His Ten Rules for Building a Business are still posted on Wal-Mart’s web site…but are they living up to them?
Sam Walton’s Ten Rules for Building a Business are found in his book, Sam Walton: Made In America.
Let’s look at each of them one by one and see where Wal-Mart stands today. Regardless of whether they still practice these principles, it doesn’t change the truth of them. They are excellent primers for all business leaders.
1. Commit to your business.
As a leader, you have to believe in your business more than anyone else does. If you aren’t the leader, believing in the business more than anyone else does goes a long way towards becoming a leader.
Commitment means passion, intensity, and willingness to sacrifice for the business.

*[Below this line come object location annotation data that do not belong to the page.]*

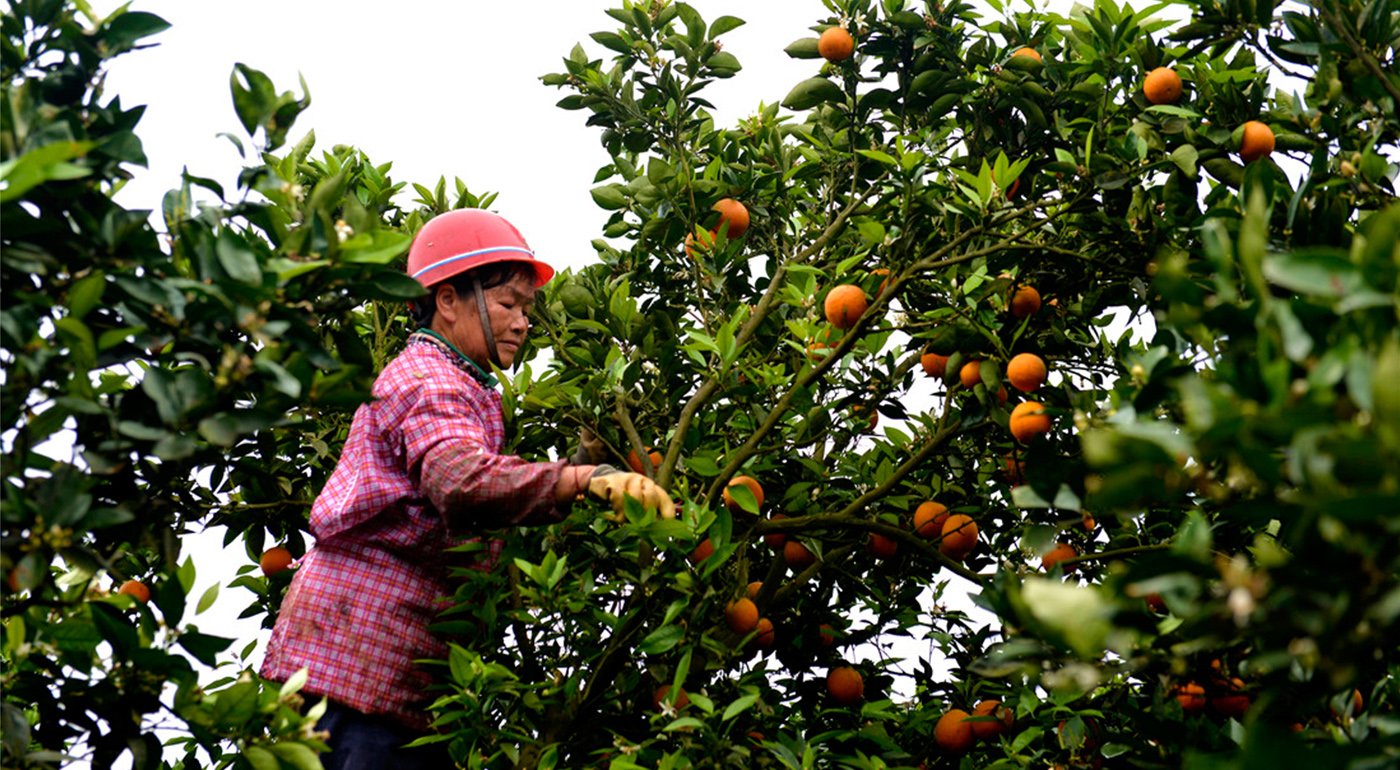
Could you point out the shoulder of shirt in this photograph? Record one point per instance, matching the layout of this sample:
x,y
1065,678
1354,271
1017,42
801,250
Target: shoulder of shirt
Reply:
x,y
423,367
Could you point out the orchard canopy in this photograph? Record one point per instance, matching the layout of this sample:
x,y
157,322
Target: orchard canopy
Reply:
x,y
1084,322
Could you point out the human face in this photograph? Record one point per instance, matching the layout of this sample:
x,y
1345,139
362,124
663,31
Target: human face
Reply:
x,y
507,308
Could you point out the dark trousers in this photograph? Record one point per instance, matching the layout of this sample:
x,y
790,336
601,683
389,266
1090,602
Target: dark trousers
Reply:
x,y
361,741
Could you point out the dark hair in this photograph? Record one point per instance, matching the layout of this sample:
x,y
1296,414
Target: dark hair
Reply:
x,y
492,275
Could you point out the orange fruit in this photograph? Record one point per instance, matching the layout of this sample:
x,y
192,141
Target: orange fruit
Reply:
x,y
836,44
928,518
844,305
753,486
844,685
275,560
934,364
1026,371
1059,553
1256,142
882,545
954,732
993,728
137,590
1234,702
702,552
1025,301
742,615
766,636
732,214
1192,697
1162,86
634,462
774,539
959,536
658,696
970,374
1028,420
797,555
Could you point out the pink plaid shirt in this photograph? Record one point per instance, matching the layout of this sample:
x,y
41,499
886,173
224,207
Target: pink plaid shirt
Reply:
x,y
420,471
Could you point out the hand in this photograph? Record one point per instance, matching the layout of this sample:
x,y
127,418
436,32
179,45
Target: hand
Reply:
x,y
616,486
591,450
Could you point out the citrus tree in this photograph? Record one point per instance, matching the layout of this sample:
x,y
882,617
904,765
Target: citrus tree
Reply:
x,y
868,340
165,377
861,335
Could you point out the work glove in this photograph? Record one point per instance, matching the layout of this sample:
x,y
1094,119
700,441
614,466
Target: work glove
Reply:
x,y
591,450
613,486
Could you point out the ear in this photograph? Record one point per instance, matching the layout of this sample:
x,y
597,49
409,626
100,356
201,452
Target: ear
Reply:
x,y
448,304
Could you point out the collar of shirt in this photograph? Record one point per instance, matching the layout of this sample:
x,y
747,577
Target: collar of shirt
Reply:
x,y
458,357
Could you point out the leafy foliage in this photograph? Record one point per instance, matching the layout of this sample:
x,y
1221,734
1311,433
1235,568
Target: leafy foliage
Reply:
x,y
1225,471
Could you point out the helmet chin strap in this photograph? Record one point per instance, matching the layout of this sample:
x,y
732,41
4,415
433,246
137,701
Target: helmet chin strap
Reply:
x,y
486,324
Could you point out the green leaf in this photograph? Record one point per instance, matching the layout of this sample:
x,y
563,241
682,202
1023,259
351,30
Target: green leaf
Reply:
x,y
802,48
739,706
811,93
237,259
724,24
661,640
261,759
298,755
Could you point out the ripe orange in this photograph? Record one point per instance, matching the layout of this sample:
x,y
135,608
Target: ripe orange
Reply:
x,y
1005,717
634,462
836,44
766,637
844,305
1026,371
934,364
774,539
881,545
846,685
954,732
1192,697
1256,142
732,214
959,536
658,696
1028,420
136,590
1234,702
1059,553
1025,303
797,555
928,518
753,486
970,374
1162,86
702,552
275,560
742,615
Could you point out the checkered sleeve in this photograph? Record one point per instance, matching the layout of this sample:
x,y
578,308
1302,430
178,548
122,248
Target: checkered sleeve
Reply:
x,y
447,438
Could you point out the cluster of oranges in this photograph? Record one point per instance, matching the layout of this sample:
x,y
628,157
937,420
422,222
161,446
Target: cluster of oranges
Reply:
x,y
956,730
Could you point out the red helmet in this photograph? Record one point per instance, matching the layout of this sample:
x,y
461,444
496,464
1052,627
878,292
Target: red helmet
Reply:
x,y
458,241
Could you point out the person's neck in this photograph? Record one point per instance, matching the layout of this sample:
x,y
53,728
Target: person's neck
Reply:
x,y
441,336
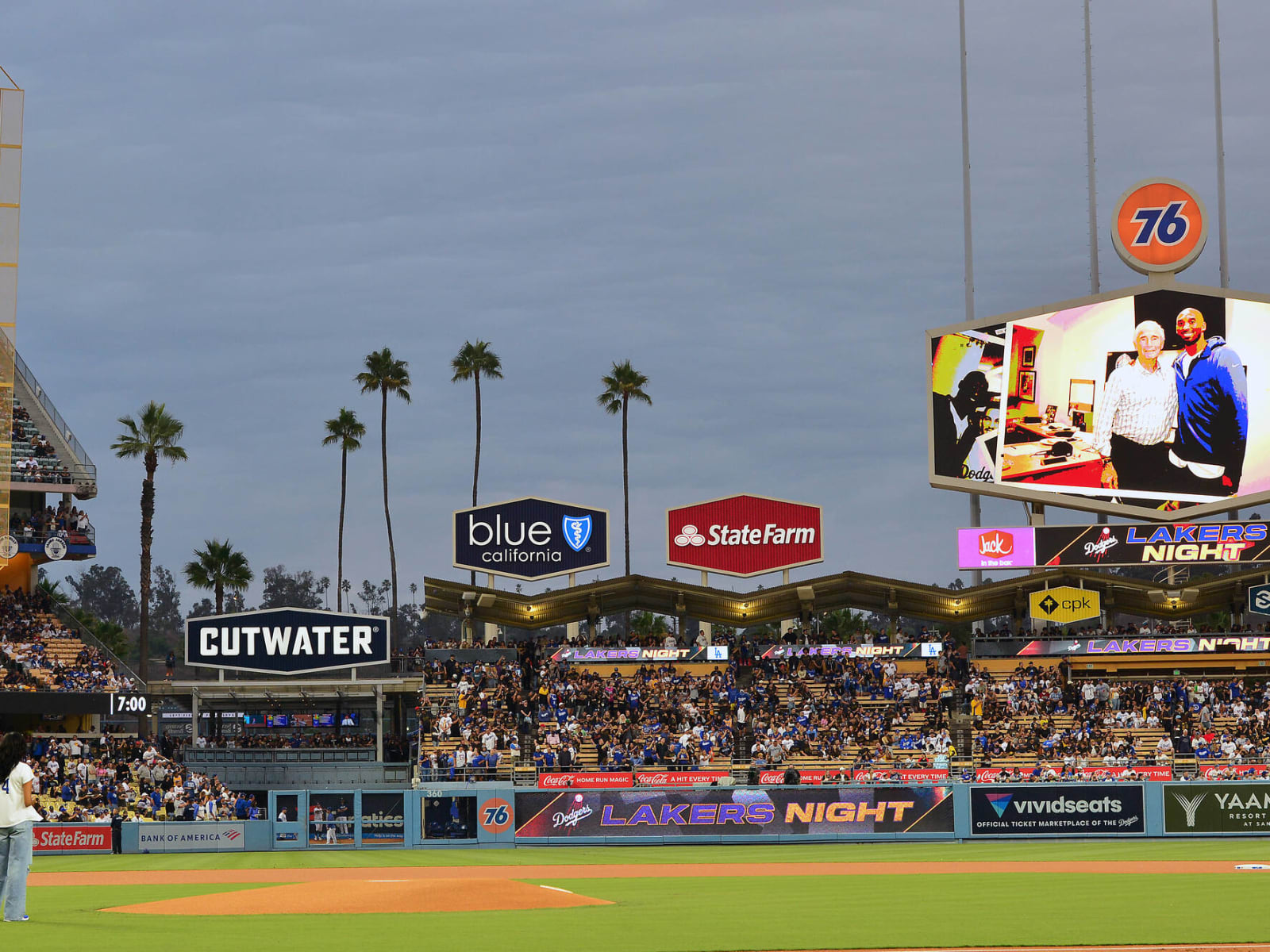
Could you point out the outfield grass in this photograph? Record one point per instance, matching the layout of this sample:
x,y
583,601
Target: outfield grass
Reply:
x,y
1253,850
664,914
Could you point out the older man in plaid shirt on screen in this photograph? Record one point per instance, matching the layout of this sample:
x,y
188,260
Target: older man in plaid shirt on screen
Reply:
x,y
1136,416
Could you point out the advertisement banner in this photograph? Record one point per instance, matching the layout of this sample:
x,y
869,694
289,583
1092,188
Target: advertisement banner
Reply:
x,y
584,781
743,536
531,539
1145,772
679,778
996,549
918,649
1222,772
625,655
1217,808
286,641
1057,810
1187,645
1141,403
71,838
1121,545
383,819
1064,605
211,837
736,812
846,774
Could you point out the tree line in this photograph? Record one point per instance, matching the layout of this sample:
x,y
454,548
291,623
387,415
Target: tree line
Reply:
x,y
156,436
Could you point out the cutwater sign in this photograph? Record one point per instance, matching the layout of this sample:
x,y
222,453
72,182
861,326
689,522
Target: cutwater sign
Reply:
x,y
286,641
190,837
531,539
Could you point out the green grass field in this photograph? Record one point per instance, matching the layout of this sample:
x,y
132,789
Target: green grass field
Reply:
x,y
651,914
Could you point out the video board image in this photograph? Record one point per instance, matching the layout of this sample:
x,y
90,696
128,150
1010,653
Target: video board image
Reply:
x,y
967,374
1149,400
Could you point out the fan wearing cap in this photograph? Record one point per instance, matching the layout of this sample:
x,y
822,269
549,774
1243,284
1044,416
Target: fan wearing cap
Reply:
x,y
958,422
1136,416
1212,412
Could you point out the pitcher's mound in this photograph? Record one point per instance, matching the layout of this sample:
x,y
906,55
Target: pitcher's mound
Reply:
x,y
370,896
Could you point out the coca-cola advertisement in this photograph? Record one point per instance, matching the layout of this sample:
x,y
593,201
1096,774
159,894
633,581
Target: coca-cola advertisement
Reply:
x,y
679,778
71,838
740,812
1145,772
584,781
743,536
1217,772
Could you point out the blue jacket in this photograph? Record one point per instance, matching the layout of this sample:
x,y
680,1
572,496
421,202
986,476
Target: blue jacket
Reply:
x,y
1213,409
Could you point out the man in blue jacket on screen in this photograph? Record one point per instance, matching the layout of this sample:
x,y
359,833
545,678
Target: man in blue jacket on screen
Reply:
x,y
1212,413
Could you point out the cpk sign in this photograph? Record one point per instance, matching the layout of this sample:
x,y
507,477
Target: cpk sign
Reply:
x,y
531,539
743,536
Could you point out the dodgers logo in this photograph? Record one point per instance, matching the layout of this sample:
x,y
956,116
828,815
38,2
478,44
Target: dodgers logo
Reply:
x,y
577,531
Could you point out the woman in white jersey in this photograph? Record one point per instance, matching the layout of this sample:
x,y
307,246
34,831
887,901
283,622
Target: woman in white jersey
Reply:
x,y
17,816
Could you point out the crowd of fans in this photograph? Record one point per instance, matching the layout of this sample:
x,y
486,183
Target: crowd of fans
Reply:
x,y
31,639
90,780
33,457
864,712
65,520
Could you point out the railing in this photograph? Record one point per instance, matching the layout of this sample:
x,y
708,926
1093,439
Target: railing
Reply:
x,y
74,475
40,537
279,755
63,427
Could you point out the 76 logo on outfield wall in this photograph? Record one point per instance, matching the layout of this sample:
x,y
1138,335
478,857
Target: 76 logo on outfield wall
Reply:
x,y
1160,225
495,816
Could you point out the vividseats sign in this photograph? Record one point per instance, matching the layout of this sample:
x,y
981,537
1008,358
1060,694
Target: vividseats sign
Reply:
x,y
717,812
287,641
1057,809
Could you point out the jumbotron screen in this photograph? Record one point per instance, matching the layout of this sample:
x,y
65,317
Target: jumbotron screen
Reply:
x,y
1149,401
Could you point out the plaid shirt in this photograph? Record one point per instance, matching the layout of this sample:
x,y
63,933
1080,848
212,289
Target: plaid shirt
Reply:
x,y
1137,404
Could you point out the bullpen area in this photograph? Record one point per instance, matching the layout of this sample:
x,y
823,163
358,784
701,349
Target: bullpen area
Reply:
x,y
1193,894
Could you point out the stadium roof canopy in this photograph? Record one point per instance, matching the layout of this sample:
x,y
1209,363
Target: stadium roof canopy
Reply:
x,y
869,593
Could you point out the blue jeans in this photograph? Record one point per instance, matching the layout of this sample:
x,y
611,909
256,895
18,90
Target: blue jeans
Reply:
x,y
16,846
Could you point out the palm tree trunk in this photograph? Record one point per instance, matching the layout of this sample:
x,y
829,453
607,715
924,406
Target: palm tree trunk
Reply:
x,y
387,518
148,536
476,465
626,490
340,547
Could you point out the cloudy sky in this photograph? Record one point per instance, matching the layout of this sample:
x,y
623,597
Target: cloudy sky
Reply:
x,y
226,206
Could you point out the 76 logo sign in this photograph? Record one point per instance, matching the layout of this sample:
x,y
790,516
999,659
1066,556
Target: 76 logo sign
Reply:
x,y
495,816
1165,225
1160,226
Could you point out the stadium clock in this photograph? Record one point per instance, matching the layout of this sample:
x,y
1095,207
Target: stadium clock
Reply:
x,y
130,704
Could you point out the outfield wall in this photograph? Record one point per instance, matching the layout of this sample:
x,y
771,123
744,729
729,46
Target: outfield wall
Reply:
x,y
493,816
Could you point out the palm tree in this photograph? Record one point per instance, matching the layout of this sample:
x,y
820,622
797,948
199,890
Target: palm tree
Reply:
x,y
347,431
387,374
154,435
622,385
219,566
470,363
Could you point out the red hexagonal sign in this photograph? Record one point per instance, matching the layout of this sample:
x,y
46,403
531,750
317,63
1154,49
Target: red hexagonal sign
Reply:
x,y
743,535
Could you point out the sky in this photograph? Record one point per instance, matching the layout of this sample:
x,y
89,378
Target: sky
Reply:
x,y
225,207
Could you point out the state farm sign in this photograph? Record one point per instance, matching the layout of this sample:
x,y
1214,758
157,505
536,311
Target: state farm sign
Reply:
x,y
743,536
71,838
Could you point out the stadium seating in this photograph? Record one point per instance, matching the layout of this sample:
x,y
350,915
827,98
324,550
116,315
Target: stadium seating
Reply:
x,y
41,654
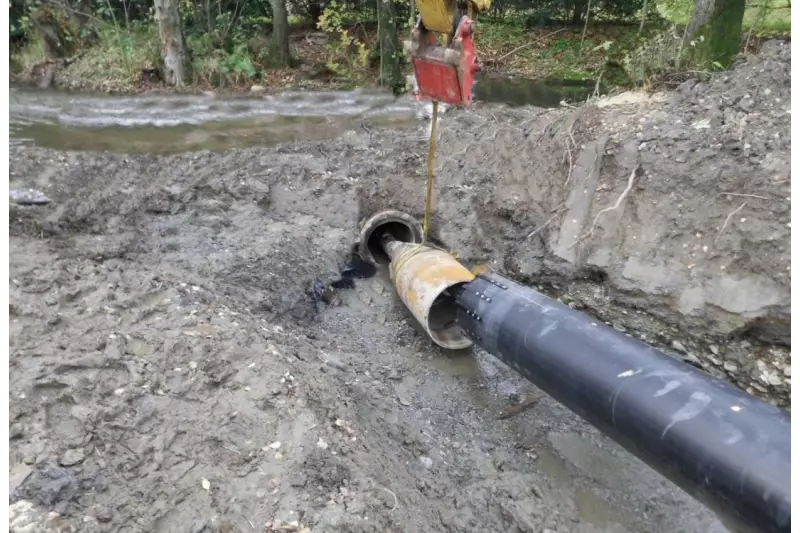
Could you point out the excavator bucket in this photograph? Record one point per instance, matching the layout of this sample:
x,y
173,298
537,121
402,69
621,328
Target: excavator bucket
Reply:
x,y
445,73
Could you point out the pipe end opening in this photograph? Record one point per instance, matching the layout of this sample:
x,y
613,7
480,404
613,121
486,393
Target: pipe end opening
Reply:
x,y
401,226
442,326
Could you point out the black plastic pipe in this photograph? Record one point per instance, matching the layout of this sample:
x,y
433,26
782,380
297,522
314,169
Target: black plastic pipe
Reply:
x,y
729,450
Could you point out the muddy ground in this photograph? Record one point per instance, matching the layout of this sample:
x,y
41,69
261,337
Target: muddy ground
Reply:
x,y
169,371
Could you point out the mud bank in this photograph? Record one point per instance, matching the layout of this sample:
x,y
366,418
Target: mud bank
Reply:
x,y
169,371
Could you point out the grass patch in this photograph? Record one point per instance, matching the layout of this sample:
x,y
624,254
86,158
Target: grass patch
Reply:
x,y
768,18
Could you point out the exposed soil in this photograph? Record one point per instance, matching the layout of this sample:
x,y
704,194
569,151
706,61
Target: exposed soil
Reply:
x,y
170,372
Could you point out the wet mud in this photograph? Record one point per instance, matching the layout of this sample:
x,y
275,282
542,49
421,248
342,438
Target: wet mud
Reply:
x,y
171,370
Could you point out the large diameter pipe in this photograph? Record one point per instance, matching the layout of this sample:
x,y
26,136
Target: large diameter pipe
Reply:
x,y
423,276
726,448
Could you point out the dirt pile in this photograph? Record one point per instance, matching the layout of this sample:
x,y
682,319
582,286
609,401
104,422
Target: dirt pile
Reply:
x,y
169,371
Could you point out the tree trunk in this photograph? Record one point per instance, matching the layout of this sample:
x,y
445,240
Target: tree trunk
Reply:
x,y
578,8
280,33
644,17
389,44
173,47
54,40
716,29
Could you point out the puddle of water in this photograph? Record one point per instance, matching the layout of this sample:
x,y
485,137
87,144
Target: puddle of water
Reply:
x,y
540,93
179,123
163,124
591,507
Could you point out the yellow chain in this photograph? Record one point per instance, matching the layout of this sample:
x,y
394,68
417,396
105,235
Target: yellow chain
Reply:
x,y
429,191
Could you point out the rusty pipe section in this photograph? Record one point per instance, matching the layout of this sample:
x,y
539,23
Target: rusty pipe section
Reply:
x,y
729,450
425,279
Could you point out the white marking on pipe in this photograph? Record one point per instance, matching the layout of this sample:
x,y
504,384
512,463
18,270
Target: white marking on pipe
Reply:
x,y
669,387
697,403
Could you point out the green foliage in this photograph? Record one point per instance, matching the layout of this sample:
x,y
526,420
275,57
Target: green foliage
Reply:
x,y
230,40
347,55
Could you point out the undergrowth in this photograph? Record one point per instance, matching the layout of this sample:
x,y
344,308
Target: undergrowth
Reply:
x,y
341,51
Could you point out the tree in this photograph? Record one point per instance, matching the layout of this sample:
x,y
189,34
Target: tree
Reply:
x,y
716,29
389,44
280,33
173,47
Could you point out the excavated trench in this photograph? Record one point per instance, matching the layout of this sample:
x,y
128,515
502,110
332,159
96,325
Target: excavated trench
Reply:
x,y
174,367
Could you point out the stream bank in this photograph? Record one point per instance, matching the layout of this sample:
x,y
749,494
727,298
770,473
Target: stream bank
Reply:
x,y
170,372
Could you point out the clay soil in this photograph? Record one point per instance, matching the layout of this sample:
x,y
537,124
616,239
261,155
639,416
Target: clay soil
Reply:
x,y
170,371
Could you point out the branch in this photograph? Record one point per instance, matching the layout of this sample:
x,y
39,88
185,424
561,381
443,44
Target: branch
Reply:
x,y
517,49
730,216
616,205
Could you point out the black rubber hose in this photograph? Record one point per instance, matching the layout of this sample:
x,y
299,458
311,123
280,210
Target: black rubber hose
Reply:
x,y
729,450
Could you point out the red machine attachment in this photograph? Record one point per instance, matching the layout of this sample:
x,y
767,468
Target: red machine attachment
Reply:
x,y
444,73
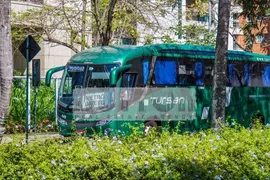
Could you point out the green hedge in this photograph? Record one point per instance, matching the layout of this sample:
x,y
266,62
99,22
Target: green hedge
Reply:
x,y
237,153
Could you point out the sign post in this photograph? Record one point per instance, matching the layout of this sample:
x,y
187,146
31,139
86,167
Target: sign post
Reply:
x,y
35,84
29,48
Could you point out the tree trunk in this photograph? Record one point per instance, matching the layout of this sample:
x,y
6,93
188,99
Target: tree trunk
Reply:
x,y
6,64
220,65
106,36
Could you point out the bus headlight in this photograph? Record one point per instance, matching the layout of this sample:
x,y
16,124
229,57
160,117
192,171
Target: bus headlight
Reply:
x,y
62,121
103,122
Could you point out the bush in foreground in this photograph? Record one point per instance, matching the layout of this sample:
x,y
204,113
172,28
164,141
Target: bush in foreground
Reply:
x,y
227,154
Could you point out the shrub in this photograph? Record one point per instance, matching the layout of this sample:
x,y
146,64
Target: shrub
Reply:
x,y
227,154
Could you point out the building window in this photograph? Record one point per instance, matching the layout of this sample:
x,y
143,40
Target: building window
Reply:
x,y
236,20
259,38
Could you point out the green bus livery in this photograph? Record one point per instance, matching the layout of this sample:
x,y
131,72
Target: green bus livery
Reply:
x,y
104,88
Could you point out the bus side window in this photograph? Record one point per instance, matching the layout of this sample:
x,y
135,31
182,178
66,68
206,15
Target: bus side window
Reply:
x,y
165,72
129,80
186,72
256,74
208,72
235,74
266,76
191,73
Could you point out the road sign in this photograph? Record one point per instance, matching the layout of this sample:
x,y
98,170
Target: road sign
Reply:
x,y
29,48
36,72
31,45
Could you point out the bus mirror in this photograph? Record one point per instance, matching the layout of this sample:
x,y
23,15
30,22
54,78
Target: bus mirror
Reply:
x,y
115,73
50,72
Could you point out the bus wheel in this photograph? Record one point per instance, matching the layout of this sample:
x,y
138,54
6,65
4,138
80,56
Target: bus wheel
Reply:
x,y
148,126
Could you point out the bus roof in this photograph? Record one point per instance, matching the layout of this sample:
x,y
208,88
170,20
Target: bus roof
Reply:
x,y
121,54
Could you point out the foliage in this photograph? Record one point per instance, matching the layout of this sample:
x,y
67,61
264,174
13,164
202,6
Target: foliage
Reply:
x,y
227,154
17,112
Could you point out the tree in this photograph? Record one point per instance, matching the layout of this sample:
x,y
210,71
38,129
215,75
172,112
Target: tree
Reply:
x,y
257,12
6,65
69,22
220,65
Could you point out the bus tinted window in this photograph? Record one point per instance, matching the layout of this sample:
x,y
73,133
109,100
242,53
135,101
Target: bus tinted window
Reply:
x,y
191,73
266,75
208,72
145,66
235,74
255,74
165,72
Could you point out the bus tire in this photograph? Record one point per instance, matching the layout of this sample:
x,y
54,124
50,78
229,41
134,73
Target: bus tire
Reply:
x,y
148,126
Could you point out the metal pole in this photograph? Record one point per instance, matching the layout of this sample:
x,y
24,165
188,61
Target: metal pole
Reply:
x,y
56,98
27,88
35,110
210,15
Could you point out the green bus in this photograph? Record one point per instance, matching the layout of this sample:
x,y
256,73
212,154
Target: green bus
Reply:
x,y
104,88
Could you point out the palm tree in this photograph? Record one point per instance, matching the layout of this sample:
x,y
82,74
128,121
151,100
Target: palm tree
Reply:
x,y
220,66
6,64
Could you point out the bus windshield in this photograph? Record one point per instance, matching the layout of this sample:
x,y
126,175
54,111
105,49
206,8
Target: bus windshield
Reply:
x,y
86,87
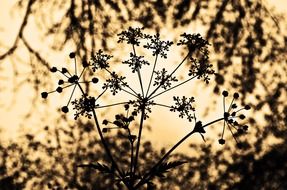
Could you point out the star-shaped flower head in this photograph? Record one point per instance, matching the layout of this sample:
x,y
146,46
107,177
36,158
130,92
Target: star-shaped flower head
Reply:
x,y
70,80
163,79
193,42
184,107
158,46
100,60
136,62
132,36
231,116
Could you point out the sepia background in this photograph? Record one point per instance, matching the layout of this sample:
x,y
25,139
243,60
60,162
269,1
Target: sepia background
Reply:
x,y
248,51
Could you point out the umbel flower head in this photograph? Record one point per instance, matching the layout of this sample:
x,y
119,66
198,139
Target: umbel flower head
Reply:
x,y
69,80
232,118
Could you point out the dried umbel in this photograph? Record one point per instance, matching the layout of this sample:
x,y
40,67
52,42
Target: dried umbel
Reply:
x,y
139,103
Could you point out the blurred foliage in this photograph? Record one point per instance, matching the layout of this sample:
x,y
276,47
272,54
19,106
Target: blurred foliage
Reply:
x,y
52,163
250,45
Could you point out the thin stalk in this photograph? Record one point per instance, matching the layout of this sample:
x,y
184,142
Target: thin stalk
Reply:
x,y
139,139
101,94
147,176
162,105
135,94
173,87
71,95
110,105
151,77
139,73
169,75
107,150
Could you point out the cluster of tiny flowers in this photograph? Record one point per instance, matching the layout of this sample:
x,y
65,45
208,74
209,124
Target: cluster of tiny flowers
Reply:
x,y
84,106
115,83
70,80
100,60
158,46
231,116
199,68
141,104
121,122
163,79
136,62
184,107
132,36
193,42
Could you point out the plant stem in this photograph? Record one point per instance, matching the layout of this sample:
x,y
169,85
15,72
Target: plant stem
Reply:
x,y
107,150
138,71
170,75
109,105
148,175
139,138
154,65
135,94
173,87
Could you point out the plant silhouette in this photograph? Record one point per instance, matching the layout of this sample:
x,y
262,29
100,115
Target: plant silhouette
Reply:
x,y
141,103
249,36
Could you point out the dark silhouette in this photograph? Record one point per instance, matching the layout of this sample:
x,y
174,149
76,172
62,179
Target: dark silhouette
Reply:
x,y
253,40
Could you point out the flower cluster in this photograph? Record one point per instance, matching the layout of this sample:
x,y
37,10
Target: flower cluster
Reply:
x,y
100,60
140,105
71,80
163,79
230,119
136,62
132,36
121,122
193,42
184,107
201,68
115,83
84,106
158,46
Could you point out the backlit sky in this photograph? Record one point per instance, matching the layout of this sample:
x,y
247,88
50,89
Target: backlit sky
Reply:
x,y
14,107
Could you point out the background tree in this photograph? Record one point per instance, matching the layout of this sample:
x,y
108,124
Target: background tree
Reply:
x,y
249,42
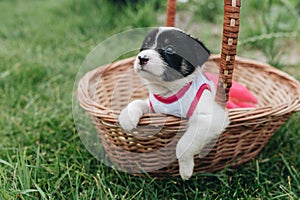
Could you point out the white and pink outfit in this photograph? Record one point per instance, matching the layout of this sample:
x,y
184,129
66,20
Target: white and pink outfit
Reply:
x,y
184,102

A leader must be everything to everyone.
Nearly two thousand years ago, the apostle Paul wrote:
For though I am free from all men, I have made myself a slave to all, so that I may win more. To the Jews I became as a Jew, so that I might win Jews; To the weak I became weak, that I might win the weak; I have become all things to all men, so that I may by all means save some.
1 Corinthians 9:19-20,22 [emphasis added]
Few would dispute that Paul was a leader. And he became everything to everyone to accomplish his purpose.
A leader today must do the same thing, with a few exceptions.
To the energetic, you must show energy.
To the nerds, you must talk like a nerd.
To the lighthearted, you must use humor. You must learn to be funny.
To a high D (on the DISC profile), you must communicate like a high D.
So that by all means you may get the best performance out of each individual.